AOT Autograd - LSTM - grads not generated (model tts_angular) #586

anijain2305 · 2022-03-10T01:55:00Z

This is a subgraph from tts_angular model

The generated backward pass has many None outputs, suggesting that that requires_grad is somehow not passed correctly when LSTM cell is used.

import functorch
import torch
from torch.nn import *

from functorch.compile import memory_efficient_fusion, print_compile, aot_module, decomposition_table
import importlib
import torchdynamo
import copy
import itertools
from torchdynamo.optimizations import backends

class Bar(torch.nn.Module):
    def __init__(self):
        super().__init__()
        self.self_lstm = LSTM(40, 768, batch_first=True)
        self.weight = Parameter(torch.randn(torch.Size([256, 768], requires_grad=True)))



    def forward(self, x):
        self_lstm = self.self_lstm(x);  x = None
        getitem = self_lstm[0];  self_lstm = None
        linear = torch.nn.functional.linear(getitem, self.weight, bias = None);  getitem = self_linear_weight = None
        return (linear,)

def reduce_out(out):
    if isinstance(out, torch.Tensor):
        return torch.sigmoid(out).sum()
    elif isinstance(out, (tuple, list)):
        return sum([reduce_out(x) for x in out])
    raise NotImplementedError("Don't know how to reduce", type(out))

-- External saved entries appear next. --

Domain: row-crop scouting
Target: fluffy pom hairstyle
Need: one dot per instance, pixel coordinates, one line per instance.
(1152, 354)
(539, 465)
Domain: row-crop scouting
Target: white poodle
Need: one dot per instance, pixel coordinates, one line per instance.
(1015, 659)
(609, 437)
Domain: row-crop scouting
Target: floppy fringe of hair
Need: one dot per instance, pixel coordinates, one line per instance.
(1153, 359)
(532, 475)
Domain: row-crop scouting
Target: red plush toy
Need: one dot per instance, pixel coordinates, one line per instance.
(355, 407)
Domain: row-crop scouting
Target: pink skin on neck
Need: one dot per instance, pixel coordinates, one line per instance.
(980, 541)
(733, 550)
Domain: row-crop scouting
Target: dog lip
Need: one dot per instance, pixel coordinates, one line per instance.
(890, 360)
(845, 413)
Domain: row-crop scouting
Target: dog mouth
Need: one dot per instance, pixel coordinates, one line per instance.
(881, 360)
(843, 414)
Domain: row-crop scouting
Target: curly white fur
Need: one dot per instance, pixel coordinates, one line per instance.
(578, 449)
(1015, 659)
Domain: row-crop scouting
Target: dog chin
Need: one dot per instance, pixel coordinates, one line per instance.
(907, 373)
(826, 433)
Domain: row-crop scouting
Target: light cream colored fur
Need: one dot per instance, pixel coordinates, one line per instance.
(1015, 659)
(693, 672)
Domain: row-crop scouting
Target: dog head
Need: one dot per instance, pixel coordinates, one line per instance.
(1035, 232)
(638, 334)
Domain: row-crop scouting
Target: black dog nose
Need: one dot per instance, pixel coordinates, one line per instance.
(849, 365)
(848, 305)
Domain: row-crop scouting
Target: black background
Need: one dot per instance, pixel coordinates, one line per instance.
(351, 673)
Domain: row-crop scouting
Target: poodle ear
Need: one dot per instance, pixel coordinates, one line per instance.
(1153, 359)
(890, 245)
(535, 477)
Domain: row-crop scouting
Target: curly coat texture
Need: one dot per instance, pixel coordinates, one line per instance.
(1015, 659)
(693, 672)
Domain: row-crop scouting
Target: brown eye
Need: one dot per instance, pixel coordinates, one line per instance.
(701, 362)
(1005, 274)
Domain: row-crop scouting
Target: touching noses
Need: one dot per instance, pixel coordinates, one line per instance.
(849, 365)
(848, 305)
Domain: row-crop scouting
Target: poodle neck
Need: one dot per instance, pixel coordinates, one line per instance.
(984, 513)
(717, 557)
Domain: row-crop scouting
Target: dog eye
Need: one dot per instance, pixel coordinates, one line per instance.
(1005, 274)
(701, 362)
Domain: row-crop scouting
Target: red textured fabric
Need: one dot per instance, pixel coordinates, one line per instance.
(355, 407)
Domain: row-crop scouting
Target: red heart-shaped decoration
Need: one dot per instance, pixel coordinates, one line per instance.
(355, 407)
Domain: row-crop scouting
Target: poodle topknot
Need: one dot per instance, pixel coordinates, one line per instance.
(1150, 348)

def checkpoint_params(gm):
    rng_state = torch.clone(torch.random.get_rng_state())
    saved_state = []
    for param in itertools.chain(gm.parameters(), gm.buffers()):
        saved_state.append((param, param._version, torch.clone(param)))

    def restore():
        with torch.no_grad():
            torch.random.set_rng_state(rng_state)
            for param, version, original_value in saved_state:
                if param._version != version:
                    param.copy_(original_value)

    return restore


def clone_me(x):
    if x is None:
        return None
    return x.detach().clone().requires_grad_(x.requires_grad)

def collect_results(model, prediction, loss, example_inputs):
    results = []
    results.append(prediction)
    results.append(loss)
    for param in model.parameters():
        results.append(clone_me(param.grad))
    for example in example_inputs:
        if isinstance(example, list):
            for inp in example:
                results.append(clone_me(inp.grad))
        else:
            results.append(clone_me(example.grad))
    return results

def same(a, b):
    """Check correctness to see if a and b match"""
    if isinstance(a, (list, tuple, torch.nn.ParameterList)):
        if not isinstance(b, (list, tuple)):
            return False
        return all(same(ai, bi) for ai, bi in zip(a, b))
    elif isinstance(a, torch.Tensor):
        assert isinstance(b, torch.Tensor)
        if not  torch.allclose(a, b, atol=1e-5, rtol=1e-5):
            print(a.flatten()[1], b.flatten()[1])
            print(a.size())
        return torch.allclose(a, b, atol=1e-5, rtol=1e-5)
    elif isinstance(a, (int, float, type(None), bool, torch.device)):
        return a == b
    else:
        raise RuntimeError(f"unsupported type: {type(a).__name__}")


def clone_inputs(inputs):
    clones = [clone_me(x) for x in inputs]
    for c in clones:
        c.grad = None
    return clones


def get_results(mod, inputs):
    cloned_inputs = clone_inputs(inputs)
    mod.zero_grad(True)
    ref = mod(*cloned_inputs)
    l = reduce_out(ref)
    l.backward()
    ref_results = collect_results(mod, ref, l, cloned_inputs)
    return ref_results

def test_module():
    inp0 = torch.randn(64, 50, 40, device="cuda", requires_grad=True)
    inputs = [inp0, ]

    mod = Bar().to(device="cuda")
    restore = checkpoint_params(mod)
    orig_mod_results = get_results(mod, inputs)

    restore()
    new_mod = copy.deepcopy(mod)
    copy_mod_results = get_results(new_mod, inputs)
    print("Are Orig_mod and Copy_mod same:", same(orig_mod_results, copy_mod_results))
    # assert same(orig_mod_results, copy_mod_results), "Deepcopy of a mod fails, what the hell"

    restore()
    aot_mod = aot_module(mod, fw_compiler=print_compile)
    aot_mod_results = get_results(aot_mod, inputs)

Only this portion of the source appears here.